EDITOR'S NOTE: The story has been updated to reflect that OSU uses PCR testing during student intake. 

Oklahoma State University is reporting 23 positive cases of COVID-19 among an OSU sorority.

According to the university, officials learned Friday night of the cases at the Pi Beta Phi sorority house.

"Last night OSU officials learned of 23 positive COVID cases in an off-campus sorority house. The rapid antigen testing was performed at an off-campus health care facility. Due to the nature of this situation, the entire chapter house is in isolation or quarantine and will be prohibited from leaving the facility," a university press release reads. "One member of the sorority who lives elsewhere is among those who tested positive and will also remain in isolation. All involved are currently being monitored by OSU and Payne County Health Department and contact tracing is being conducted to further protect the campus community. The services of a third-party contractor have been enlisted to disinfect the facility and will do so again after the two-week isolation and quarantine period.

The 23 new cases are unrelated to the 22 positive cases among the 3,049 test results from the on-campus intake reported Friday.
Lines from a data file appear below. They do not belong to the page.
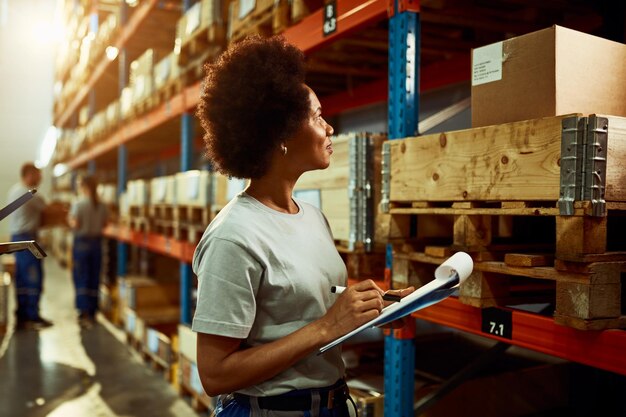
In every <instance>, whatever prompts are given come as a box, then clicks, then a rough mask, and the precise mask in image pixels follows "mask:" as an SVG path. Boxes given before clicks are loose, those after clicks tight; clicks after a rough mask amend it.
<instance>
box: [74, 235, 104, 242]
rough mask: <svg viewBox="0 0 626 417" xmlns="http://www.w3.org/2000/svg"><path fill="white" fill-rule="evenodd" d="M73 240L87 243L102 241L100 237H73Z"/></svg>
mask: <svg viewBox="0 0 626 417" xmlns="http://www.w3.org/2000/svg"><path fill="white" fill-rule="evenodd" d="M74 239H75V240H88V241H93V240H100V239H102V236H74Z"/></svg>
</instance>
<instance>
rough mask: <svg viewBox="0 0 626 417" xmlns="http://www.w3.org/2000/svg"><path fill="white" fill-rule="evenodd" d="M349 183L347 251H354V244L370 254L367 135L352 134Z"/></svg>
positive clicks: (371, 179)
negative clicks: (348, 226) (348, 250)
mask: <svg viewBox="0 0 626 417" xmlns="http://www.w3.org/2000/svg"><path fill="white" fill-rule="evenodd" d="M348 146H349V154H350V183H349V186H348V196H349V198H350V238H349V239H350V240H349V241H348V248H349V249H350V250H354V249H355V246H356V243H357V242H362V243H363V245H364V249H365V250H366V251H370V250H371V249H372V241H373V236H372V235H373V221H372V218H373V214H374V210H373V198H372V197H373V196H372V185H371V184H372V181H373V176H374V175H373V174H374V172H373V169H372V165H373V164H372V150H371V149H372V147H373V141H372V139H371V138H370V136H369V135H368V134H365V135H364V136H362V135H355V136H354V137H352V138H350V141H349V145H348Z"/></svg>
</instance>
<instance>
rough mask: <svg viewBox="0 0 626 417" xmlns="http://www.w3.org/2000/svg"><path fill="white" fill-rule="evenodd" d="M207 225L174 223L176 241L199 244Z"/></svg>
mask: <svg viewBox="0 0 626 417" xmlns="http://www.w3.org/2000/svg"><path fill="white" fill-rule="evenodd" d="M206 227H207V226H206V225H203V224H197V223H187V222H174V226H173V230H174V239H176V240H180V241H186V242H190V243H198V242H199V241H200V238H201V237H202V234H203V233H204V231H205V230H206Z"/></svg>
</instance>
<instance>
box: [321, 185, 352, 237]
mask: <svg viewBox="0 0 626 417" xmlns="http://www.w3.org/2000/svg"><path fill="white" fill-rule="evenodd" d="M321 200H322V211H323V212H324V215H325V216H326V218H327V219H328V224H330V229H331V230H332V232H333V238H334V239H336V240H343V241H346V242H347V241H348V240H350V201H349V199H348V191H347V190H346V189H345V188H338V189H325V190H321Z"/></svg>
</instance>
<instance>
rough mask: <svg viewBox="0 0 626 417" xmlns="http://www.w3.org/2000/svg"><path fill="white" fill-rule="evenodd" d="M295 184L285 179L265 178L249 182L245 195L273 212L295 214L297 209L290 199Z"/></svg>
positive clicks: (295, 183)
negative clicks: (256, 199) (249, 184)
mask: <svg viewBox="0 0 626 417" xmlns="http://www.w3.org/2000/svg"><path fill="white" fill-rule="evenodd" d="M295 184H296V182H295V181H292V180H287V179H285V178H280V177H270V176H265V177H263V178H258V179H253V180H251V181H250V185H249V186H248V188H246V193H247V194H248V195H250V196H252V197H254V198H255V199H257V200H258V201H260V202H261V203H262V204H264V205H266V206H268V207H270V208H272V209H274V210H277V211H280V212H283V213H288V214H296V213H297V212H298V211H299V208H298V206H297V204H296V203H295V202H294V201H293V199H292V198H291V195H292V193H293V187H294V185H295Z"/></svg>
OSU Vice President of Student Affairs Doug Hallenbeck told the News Press that all the Greek houses also had testing procedures during move-in, though the 23 new sorority cases came after the initial testing.

“All the women that were going to be part of recruitment were tested prior, this was additional, unrelated to that,” he said. “They were all tested within seven days of moving in … They were in, somebody wasn’t feeling good, got tested and then everyone else got tested.”
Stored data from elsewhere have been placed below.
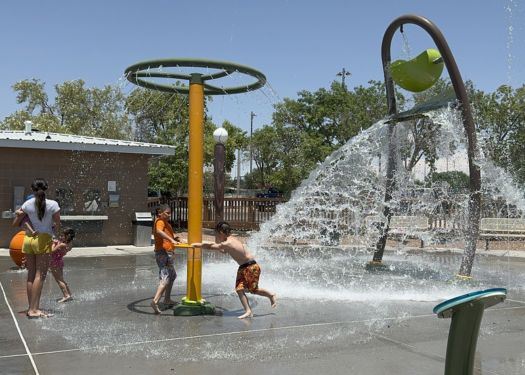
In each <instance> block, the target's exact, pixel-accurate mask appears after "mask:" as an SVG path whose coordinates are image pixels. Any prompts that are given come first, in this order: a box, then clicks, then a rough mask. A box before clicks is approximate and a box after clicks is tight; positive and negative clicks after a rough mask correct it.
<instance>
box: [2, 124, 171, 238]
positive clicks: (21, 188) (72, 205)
mask: <svg viewBox="0 0 525 375" xmlns="http://www.w3.org/2000/svg"><path fill="white" fill-rule="evenodd" d="M0 153H1V155H2V156H1V157H0V211H1V212H2V218H1V219H0V247H4V248H6V247H8V246H9V242H10V240H11V238H12V236H13V234H14V233H16V232H17V230H18V228H13V227H12V226H11V222H12V219H11V218H10V217H11V213H12V211H14V210H15V209H16V208H17V207H19V206H20V205H21V204H22V203H23V202H24V199H25V197H27V195H29V194H31V193H32V192H31V182H32V181H33V179H35V178H44V179H46V180H47V182H48V183H49V189H48V190H47V191H46V195H47V197H48V198H51V199H55V200H57V201H58V203H59V205H60V208H61V210H60V212H61V219H62V224H63V225H65V226H69V227H73V228H75V230H76V231H77V238H76V239H75V246H104V245H126V244H132V243H133V231H132V229H133V228H132V220H133V218H134V213H135V212H146V211H148V207H147V188H148V176H147V170H148V163H149V161H150V159H151V158H152V157H159V156H163V155H173V154H174V153H175V150H174V147H173V146H167V145H159V144H152V143H142V142H131V141H120V140H112V139H104V138H93V137H83V136H76V135H69V134H58V133H47V132H39V131H34V130H31V129H26V130H25V131H11V130H8V131H0Z"/></svg>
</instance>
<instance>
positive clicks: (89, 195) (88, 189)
mask: <svg viewBox="0 0 525 375" xmlns="http://www.w3.org/2000/svg"><path fill="white" fill-rule="evenodd" d="M82 196H83V201H82V202H83V203H82V209H83V211H84V212H90V213H97V212H100V211H101V209H102V205H101V202H100V190H98V189H87V190H84V193H83V194H82Z"/></svg>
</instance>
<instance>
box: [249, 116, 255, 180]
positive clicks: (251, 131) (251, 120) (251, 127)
mask: <svg viewBox="0 0 525 375" xmlns="http://www.w3.org/2000/svg"><path fill="white" fill-rule="evenodd" d="M255 116H257V115H256V114H255V113H253V111H252V112H250V174H252V160H253V157H252V155H253V145H252V133H253V118H254V117H255Z"/></svg>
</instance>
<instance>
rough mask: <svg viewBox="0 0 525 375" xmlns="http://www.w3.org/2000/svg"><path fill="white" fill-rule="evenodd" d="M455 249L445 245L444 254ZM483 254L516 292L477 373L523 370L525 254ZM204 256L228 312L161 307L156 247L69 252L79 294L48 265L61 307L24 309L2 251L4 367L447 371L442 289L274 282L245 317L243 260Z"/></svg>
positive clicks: (290, 371)
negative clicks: (239, 299) (309, 285)
mask: <svg viewBox="0 0 525 375" xmlns="http://www.w3.org/2000/svg"><path fill="white" fill-rule="evenodd" d="M432 261H434V260H432ZM448 261H449V257H448V256H447V255H443V258H442V262H443V263H447V262H448ZM454 261H455V260H454ZM480 263H483V267H485V268H487V269H491V268H494V267H495V268H496V271H497V273H498V274H501V278H500V279H496V281H493V280H492V279H489V281H488V283H489V284H491V285H488V284H485V283H484V284H483V286H482V288H485V287H490V286H492V287H502V286H503V287H508V288H509V293H508V298H507V301H506V302H504V303H501V304H499V305H497V306H495V307H492V308H490V309H488V310H487V311H486V312H485V315H484V317H483V320H482V323H481V332H480V337H479V340H478V347H477V353H476V370H475V373H476V374H502V375H503V374H505V375H509V374H525V334H524V330H525V284H524V283H523V280H524V275H525V262H524V261H523V259H512V258H507V259H498V260H494V259H491V258H489V257H487V258H486V259H484V260H482V261H480ZM176 264H177V266H176V268H177V271H178V272H179V278H178V279H177V281H176V282H175V286H174V289H173V296H172V298H173V299H176V300H180V298H182V297H183V296H184V295H185V276H186V275H185V270H184V264H185V263H184V259H182V256H179V259H178V260H177V262H176ZM205 264H208V265H210V266H209V267H208V266H205V269H204V271H203V275H204V276H203V296H204V298H206V300H207V301H209V302H211V303H213V304H214V305H215V306H216V307H217V310H218V313H219V314H220V315H216V316H195V317H175V316H173V314H172V311H171V310H166V311H164V312H163V313H162V314H161V315H160V316H157V315H154V314H153V312H152V310H151V308H150V307H149V302H150V299H151V297H152V295H153V293H154V290H155V288H156V285H157V279H156V276H157V268H156V265H155V261H154V258H153V255H152V254H151V253H148V254H138V255H122V256H103V257H89V258H82V257H78V258H73V257H72V258H67V259H66V268H65V278H66V281H67V282H68V283H69V284H70V286H71V288H72V291H73V294H74V297H75V298H74V300H73V301H71V302H69V303H67V304H63V305H60V304H58V303H57V302H56V299H58V298H60V296H61V293H60V290H59V289H58V286H57V285H56V283H55V282H54V280H53V279H52V277H51V275H49V277H50V278H49V279H48V280H46V284H45V287H44V291H43V296H42V307H43V308H45V309H47V310H48V311H49V310H51V311H52V312H54V313H55V316H53V317H52V318H49V319H40V320H28V319H26V317H25V316H24V314H23V312H22V311H23V310H24V309H25V308H26V307H27V301H26V293H25V279H26V274H25V271H14V270H10V267H11V266H12V263H11V261H10V259H9V258H6V257H1V258H0V283H1V286H2V290H1V292H2V293H0V373H1V374H32V373H36V371H38V373H39V374H93V373H99V374H144V373H154V374H225V373H229V374H245V373H250V374H316V375H317V374H418V375H421V374H443V371H444V361H445V351H446V344H447V335H448V329H449V325H450V320H449V319H446V320H445V319H438V318H437V317H436V316H435V315H434V314H433V313H432V308H433V307H434V306H435V305H436V304H437V303H439V302H442V300H443V299H436V300H432V299H431V298H430V299H428V298H415V299H414V298H411V297H407V298H405V299H404V298H403V297H401V298H396V299H386V300H377V301H374V300H373V298H372V299H369V300H366V299H365V300H353V299H352V298H341V299H340V300H337V301H334V300H333V299H331V298H326V299H323V298H320V297H316V298H308V296H307V294H306V296H305V294H304V293H294V290H287V291H286V292H282V293H280V290H279V289H280V287H279V283H275V282H273V283H270V286H271V288H273V289H275V290H276V291H277V293H278V294H279V300H278V307H277V308H276V309H271V308H270V304H269V302H268V300H267V299H265V298H262V297H250V301H251V303H252V307H253V309H254V312H255V317H254V318H253V319H249V320H239V319H237V315H239V314H241V313H242V311H241V309H240V308H241V306H240V303H239V301H238V298H237V296H236V294H235V293H234V292H233V284H234V279H235V274H234V272H235V269H236V267H235V265H234V264H232V263H231V262H230V261H228V260H225V259H222V258H216V257H214V258H212V257H211V256H209V257H208V259H206V260H205ZM502 270H503V271H502ZM264 272H265V268H264V266H263V275H262V276H261V286H265V280H267V281H268V280H272V279H271V277H270V275H268V273H266V274H265V273H264ZM265 276H266V277H267V279H265ZM401 280H402V279H401ZM496 284H498V285H496ZM266 285H268V284H266ZM299 287H300V286H299V285H298V286H297V288H299ZM358 287H359V285H358V284H357V285H355V288H358ZM283 288H284V287H283ZM473 290H476V288H474V289H473ZM11 311H12V312H11ZM24 342H25V344H24ZM25 345H26V346H25ZM35 369H36V370H35Z"/></svg>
He said it will be important to remind the Greek houses to abide by their pandemic protocols.

“Every house already has a plan in place. Protocols in place,” he said. “What this will do, is make sure we continue to emphasize the importance of being vigilant and continuing to work their plans and their protocols in place. Not sure what happened in this one, but it gives us that opportunity to say, you know, ‘wear your masks, social distance.’ In this case, I believe somebody got sick, went and got tested, so they did exactly what we wanted them to do. We were able to identify people that were positive and isolate them.”

More test results could emerge in the coming days. Hallenback said as of Friday, 4,100 people had checked in to live on-campus and more are expected. They have around 5,100 total contracts for people to move in.

It is also unclear which totals will be reflected in the case reports from the Oklahoma State Department of Health. Oklahoma State uses PCR testing during student intake, while the sorority used rapid antigen testing. It has been reported by several outlets that the state does not include rapid antigen tests in its confirmed cases report unless that patient has also had a PCR test to confirm, which takes several days longer to get results. According to OSU Communications Director Monica Roberts, for on-campus move in OSU used the PCR test and processes them through the OSU Diagnostic Lab on campus. Results are then submitted to OSDH through the state public health reporting system PHIDDO and are accounted for in state and local statistics. This will also be the process for the remainder of the semester.

For now, the university is still planning on going about the business of beginning school next week, which can also include those sorority members who have tested positive, because they have an online option. To his knowledge the entire house is in quarantine.

“We designed it so every class should have an online option for students,” he said. “In this case, those that are either sick or have been exposed and the Payne County Health Department says they need to quarantine, they’ll be able to start classes just like everybody else as long as they’re well enough. Right now, I don’t have reports that any of them are sick other than being positive, other than the one that wasn’t feeling well. They’ll still be able to go to class log in, and start the semester like everybody else.”

Hallenback said the university expected to have students test positive, even groups of students.

“We anticipated that we were going to have cases when folks come back. We anticipated that we would have groupings in some points, by the nature of the way students interact, really the way all of us interact, but we were prepared for it,” he said. "We had a plan in place, we’ve been working on it for five months and now it’s just working the plan. On the positive side, people were identified, now they’re being isolated so they can get well, get negative and resume.

“All the actions that were taken were doing our best to protect our community and also to protect the Stillwater community.”